Closed mgrankin closed 4 years ago
I think the issue for us is that bfloat16 support on pytorch CPU is incomplete, so even though we can map our BF16 to pytorch BFloat16 type, we might get into trouble if we had an unsupported pytorch op which requires us to go to CPU. I will try to wire it up and see what happens.
https://github.com/pytorch/xla/pull/1331
Keep in mind that you will find issues in PT when using bfloat16. Example, this does not work:
t = torch.randn(2, 2, dtype=torch.bfloat16)
Gives:
RuntimeError: _th_normal_ not supported on CPUType for BFloat16
You could get around issuing a randn()
with float32
and doing a to(bfloat16)
but if you plan to use existing models or layers implementations, you might be looking at a lot of changes.
The above PR just raises our bar so that when PT is bfloat16-ready, we should be as well.
I have no issue with PyTorch CPU BFloat16 support. I don't get any error like you mentioned above.
My model training poorly on BFloat16. The reason (my guess) is some layers should not be trained on 16bit mode. Like batchnorm layer for instance, this layer should be kept at 32. Nvidia/Apex does this automatically using the O2 mode
. Should we expect such mode for PyTorch/XLA?
Strange you do not get that error. I am trying on PyTorch HEAD, and I get that. Maybe you are on official PT 1.3 and things got broken in the recent commits?

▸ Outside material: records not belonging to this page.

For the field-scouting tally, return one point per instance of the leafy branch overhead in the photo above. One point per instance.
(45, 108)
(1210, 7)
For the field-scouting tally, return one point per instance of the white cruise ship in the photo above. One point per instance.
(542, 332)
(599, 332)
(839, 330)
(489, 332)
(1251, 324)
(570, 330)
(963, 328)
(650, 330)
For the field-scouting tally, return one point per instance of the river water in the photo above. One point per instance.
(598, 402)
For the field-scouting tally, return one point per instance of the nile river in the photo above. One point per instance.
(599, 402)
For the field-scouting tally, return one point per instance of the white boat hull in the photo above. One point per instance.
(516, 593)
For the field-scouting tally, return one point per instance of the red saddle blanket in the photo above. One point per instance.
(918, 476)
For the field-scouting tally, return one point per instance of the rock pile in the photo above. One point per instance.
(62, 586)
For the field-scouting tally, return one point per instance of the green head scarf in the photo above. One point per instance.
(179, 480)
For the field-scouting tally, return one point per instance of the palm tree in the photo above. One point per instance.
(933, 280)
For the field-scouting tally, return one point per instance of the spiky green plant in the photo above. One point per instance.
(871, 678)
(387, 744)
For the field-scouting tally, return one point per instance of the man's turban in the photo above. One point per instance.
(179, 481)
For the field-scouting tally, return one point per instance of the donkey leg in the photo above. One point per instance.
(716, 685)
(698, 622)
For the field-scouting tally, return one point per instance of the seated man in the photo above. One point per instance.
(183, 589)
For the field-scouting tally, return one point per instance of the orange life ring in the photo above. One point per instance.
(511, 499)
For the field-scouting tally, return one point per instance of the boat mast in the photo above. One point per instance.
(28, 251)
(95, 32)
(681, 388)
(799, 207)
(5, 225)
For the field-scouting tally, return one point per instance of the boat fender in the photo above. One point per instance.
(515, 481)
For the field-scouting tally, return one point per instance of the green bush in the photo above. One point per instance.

As far as PyTorch/XLA, it uses the types that are coming down from PT, aside from the global use-bf16 flag (which is there only because PT did not have bfloat16 before). Making decisions for the user an a layer by layer case does not seem like a good policy. It should be the upper level model builder that tells the lower SW layer which types tensors should be, because if we bolt a behavior in the lower layers, then it is hard to undo for users which do not want to subscribe to it.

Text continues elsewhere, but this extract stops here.